“Uterus”, Peta Perjalanan, dan Kehidupan
Kebiasaan saya membaca buku dan koran sastra di hari Minggu banyak mempertemukan saya dengan puisi, cerpen serta novel dari dalam maupun dari luar negeri. Kedung salah satunya. Kedung Darma Romansha adalah nama yang sudah tidak asing lagi di khazanah sastra Indonesia.
Lelaki romantis kelahiran Indramayu ini pernah mengenyam pendidikan di Universitas Negeri Yogyakarta (UNY). Kedung banyak menulis puisi yang dipublikasikan di media lokal maupun nasional, karya-karyanya juga tergabung dalam beberapa antologi bersama.
Selain menulis puisi, Kedung juga menulis novel. Novel pertamanya yang perjudul Kelir Slindet diterbitkan oleh Gramedia Pustaka Utama, 2014.
Sebagai penyair, Kedung terus berproses menemukan bahasa yang nyaman dalam menulis puisi. Alhasil, Kedung berhasil membuat formula bahasa dari akulturasi budaya yang dia alami selama menempuh peta perjalanannya. Akulturasi budaya yang saya maksudkan adalah percampuran antara tradisi-tradisi yang terjadi pada masa kecilnya di Indramayu dengan masa dewasanya di Yogyakarta.
Selain itu, Kedung juga mengalami masa pendidikan di pondok pesantren dan universitas. Akulturasi budaya yang dialami Kedung bukan dari segi kedaerahan saja, melainkan dari segi pendidikan pun dialaminya. Terlihat cara Kedung memainkan kritik lewat bahasa yang dianggap nyaman olehnya:
rasakan perasan keringatku
di gelas teh hangat
sambil duduk manis
nonton gosip selebritis,
iklan coca-cola, pepsi,
dan berita korupsi
yang tak pernah mati.
di sebuah pagi yang cerah
april yang basah
(Penggalan puisi “Tebu”)
Sebagai individu, Kedung masih mengingat tebu yang sering dijumpainya sewaktu masih kanak-kanak maupun beranjak remaja. Tebu yang selalu dirayakan ketika akan digiling menjadi gula serta es tebu yang mungkin selalu ia minum bersama kekasihnya. Sebagai seorang mahasiswa, Kedung mendapatkan kecemasan serta kegelisahan tentang realitas sosial. Puisi yang berjudul “Tebu” dapat mewakili perasaan Kedung dari akulturasi budaya yang ia alami.
Kumpulan puisi yang berjudul Uterus (Penerbit Gambang, 2015) telah mewakili keseluruhan puisi yang ada pada buku ini.
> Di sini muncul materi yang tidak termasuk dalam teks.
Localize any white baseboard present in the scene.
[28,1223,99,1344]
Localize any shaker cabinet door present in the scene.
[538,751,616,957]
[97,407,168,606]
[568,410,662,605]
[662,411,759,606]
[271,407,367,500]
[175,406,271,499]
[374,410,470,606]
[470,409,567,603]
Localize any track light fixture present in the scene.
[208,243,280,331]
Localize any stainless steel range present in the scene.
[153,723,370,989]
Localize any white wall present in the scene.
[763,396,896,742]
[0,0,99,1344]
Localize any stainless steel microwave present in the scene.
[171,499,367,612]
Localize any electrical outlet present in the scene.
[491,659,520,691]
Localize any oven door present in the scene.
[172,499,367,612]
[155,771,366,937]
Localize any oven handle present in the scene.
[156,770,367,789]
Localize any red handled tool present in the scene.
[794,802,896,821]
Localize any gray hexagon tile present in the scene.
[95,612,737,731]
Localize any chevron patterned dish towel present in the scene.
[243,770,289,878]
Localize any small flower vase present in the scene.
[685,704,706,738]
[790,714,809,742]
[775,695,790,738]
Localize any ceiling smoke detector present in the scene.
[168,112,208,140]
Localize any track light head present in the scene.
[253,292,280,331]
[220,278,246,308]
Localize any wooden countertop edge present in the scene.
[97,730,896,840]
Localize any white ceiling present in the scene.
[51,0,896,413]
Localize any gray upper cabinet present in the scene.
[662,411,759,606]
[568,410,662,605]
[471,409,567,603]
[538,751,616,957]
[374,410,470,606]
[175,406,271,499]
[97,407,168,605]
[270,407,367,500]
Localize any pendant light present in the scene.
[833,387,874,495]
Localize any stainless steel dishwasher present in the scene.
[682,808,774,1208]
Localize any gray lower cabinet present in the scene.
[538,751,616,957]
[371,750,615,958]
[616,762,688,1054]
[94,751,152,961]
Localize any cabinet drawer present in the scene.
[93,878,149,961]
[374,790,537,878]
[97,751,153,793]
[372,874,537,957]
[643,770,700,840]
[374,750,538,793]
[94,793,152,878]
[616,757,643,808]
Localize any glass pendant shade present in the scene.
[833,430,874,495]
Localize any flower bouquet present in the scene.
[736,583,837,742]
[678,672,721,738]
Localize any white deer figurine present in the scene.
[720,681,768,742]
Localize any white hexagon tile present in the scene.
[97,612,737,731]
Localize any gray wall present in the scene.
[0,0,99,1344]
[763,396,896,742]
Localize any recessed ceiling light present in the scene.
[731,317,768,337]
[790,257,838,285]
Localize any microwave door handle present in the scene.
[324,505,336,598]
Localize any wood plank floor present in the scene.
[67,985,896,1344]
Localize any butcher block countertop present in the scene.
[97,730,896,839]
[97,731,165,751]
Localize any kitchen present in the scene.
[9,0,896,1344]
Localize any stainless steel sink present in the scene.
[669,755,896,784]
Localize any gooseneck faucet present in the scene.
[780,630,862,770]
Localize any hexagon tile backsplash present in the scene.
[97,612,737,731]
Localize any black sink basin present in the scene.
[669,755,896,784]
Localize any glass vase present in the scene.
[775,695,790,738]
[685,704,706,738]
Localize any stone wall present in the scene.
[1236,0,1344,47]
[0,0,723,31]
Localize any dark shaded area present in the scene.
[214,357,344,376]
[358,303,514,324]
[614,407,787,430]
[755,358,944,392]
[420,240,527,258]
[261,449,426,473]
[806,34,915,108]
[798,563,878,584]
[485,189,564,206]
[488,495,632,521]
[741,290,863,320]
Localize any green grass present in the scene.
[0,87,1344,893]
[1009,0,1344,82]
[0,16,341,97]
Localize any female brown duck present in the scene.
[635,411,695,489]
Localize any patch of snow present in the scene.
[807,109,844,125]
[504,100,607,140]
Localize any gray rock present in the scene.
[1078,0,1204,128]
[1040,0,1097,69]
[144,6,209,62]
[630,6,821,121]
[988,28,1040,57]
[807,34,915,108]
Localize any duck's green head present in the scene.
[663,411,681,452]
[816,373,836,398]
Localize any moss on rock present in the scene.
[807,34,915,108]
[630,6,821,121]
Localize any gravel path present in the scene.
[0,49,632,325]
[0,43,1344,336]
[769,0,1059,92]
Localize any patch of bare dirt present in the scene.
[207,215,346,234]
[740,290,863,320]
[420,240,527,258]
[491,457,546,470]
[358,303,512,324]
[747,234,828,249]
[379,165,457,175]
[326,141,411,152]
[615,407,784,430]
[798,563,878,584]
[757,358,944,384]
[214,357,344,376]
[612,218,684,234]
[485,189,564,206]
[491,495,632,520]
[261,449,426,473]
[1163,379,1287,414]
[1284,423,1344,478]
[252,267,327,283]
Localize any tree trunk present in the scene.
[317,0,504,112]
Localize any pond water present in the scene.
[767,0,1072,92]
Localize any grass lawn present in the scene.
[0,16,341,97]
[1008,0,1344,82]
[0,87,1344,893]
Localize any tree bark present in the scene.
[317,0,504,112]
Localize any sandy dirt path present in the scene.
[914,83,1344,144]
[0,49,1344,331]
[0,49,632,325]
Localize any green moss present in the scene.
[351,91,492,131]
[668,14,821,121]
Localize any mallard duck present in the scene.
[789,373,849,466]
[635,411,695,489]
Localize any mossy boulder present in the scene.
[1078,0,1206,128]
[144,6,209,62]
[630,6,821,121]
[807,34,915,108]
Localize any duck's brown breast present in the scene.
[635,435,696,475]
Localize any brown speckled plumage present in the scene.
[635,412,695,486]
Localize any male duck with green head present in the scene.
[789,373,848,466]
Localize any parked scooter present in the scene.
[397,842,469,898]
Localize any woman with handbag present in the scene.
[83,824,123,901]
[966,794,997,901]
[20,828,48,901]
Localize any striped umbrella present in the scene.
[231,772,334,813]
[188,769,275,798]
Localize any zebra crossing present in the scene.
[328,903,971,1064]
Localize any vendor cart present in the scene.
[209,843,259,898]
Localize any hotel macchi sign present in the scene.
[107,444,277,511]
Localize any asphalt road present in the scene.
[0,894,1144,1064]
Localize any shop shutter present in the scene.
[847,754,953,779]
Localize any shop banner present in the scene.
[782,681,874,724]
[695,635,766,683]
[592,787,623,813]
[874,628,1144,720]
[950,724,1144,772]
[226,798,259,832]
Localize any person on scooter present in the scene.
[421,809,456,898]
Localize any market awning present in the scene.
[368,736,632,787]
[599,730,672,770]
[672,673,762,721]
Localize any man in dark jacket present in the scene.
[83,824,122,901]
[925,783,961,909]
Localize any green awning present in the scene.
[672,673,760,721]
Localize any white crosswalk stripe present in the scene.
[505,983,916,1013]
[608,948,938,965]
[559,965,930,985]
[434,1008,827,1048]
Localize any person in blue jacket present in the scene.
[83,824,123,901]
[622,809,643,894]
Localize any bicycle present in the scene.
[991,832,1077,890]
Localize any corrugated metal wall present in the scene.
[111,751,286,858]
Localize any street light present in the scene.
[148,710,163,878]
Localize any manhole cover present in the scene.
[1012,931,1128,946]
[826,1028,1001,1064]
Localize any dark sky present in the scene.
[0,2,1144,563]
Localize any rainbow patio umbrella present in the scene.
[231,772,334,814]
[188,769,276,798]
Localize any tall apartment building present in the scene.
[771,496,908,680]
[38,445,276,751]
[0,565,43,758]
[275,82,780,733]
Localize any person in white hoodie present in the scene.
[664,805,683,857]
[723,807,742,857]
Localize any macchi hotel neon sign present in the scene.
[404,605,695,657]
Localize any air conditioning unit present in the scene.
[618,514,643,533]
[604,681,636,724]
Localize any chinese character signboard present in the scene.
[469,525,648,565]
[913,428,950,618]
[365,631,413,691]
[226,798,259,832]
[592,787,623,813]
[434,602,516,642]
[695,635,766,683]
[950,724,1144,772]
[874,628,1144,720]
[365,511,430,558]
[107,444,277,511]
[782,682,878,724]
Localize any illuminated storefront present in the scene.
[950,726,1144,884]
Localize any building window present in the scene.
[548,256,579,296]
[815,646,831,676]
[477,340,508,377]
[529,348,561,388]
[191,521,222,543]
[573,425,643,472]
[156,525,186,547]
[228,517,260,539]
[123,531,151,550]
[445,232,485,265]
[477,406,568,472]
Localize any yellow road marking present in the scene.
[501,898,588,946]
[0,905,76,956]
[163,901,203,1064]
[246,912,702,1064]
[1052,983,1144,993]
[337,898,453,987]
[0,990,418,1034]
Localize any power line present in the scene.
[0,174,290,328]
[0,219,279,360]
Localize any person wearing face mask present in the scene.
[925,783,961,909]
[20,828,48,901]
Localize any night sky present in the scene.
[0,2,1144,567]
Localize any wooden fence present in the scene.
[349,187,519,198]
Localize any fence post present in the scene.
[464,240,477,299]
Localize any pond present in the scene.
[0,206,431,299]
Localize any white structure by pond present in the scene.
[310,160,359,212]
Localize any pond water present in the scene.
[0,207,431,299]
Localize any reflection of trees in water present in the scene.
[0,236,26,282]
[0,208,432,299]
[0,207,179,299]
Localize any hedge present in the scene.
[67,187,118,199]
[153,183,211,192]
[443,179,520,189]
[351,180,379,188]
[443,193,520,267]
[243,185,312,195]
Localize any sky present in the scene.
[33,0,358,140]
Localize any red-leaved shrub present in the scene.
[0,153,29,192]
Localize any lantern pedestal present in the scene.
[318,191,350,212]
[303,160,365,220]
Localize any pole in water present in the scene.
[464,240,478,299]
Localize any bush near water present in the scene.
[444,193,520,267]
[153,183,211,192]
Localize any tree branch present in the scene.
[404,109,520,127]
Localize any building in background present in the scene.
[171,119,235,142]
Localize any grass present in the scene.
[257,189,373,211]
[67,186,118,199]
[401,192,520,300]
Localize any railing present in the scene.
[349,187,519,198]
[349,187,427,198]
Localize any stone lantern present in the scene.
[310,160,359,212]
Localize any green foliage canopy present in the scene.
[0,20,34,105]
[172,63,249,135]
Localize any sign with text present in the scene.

Uterus menjadi wadah proses kehidupan. Oleh karena itu, perempuan banyak diangkat dalam puisi-puisi Kedung pada antologi ini.
Sebagai filosifi, perempuan ditempatkan di wilayah paling tinggi oleh sang penyair. Sebagai ironi realitas sosial, perempuan ditempatkan di wilayah yang abu-abu. Kedung menulisnya pada puisi yang berjudul “Telembuk”, sedangkan pencarian filosofi perempuan sampai pada wilayah imajiner terlihat pada puisi “Namaku Sumbi”.
“mak, lihatlah tubuhku
banyak laki-laki yang ingin mengunyahnya.
apakah bukan ini musim manga, mak?
bukankah manga kita yang terbaik?”
(Penggalan “Telembuk”)
“Perbangkara ayahku,
sampai kapan kutukan
memperkosa usiaku
setiap malam anjing itu menyalak
menagih sunyi dalam rahimku”
(Penggalan puisi “Namaku Sumbi”)
Seperti yang saya tuliskan di atas, Uterus adalah wadah proses kehidupan. Dalam kehidupan, tentunya ada kebahagiaan ada pula penderitaan. Pada wilayah ini, Uterus menjelma sebagai rahim makro kosmos. Rahim yang menumbuhkan kebudayaan masyarakat dunia. Rahim yang mencipta benar dan salah. Rahim yang membuat manusia berpikir. Rahim yang menjadikan kuat dan lemah. Rahim yang menjadikan laki-laki dan perempuan.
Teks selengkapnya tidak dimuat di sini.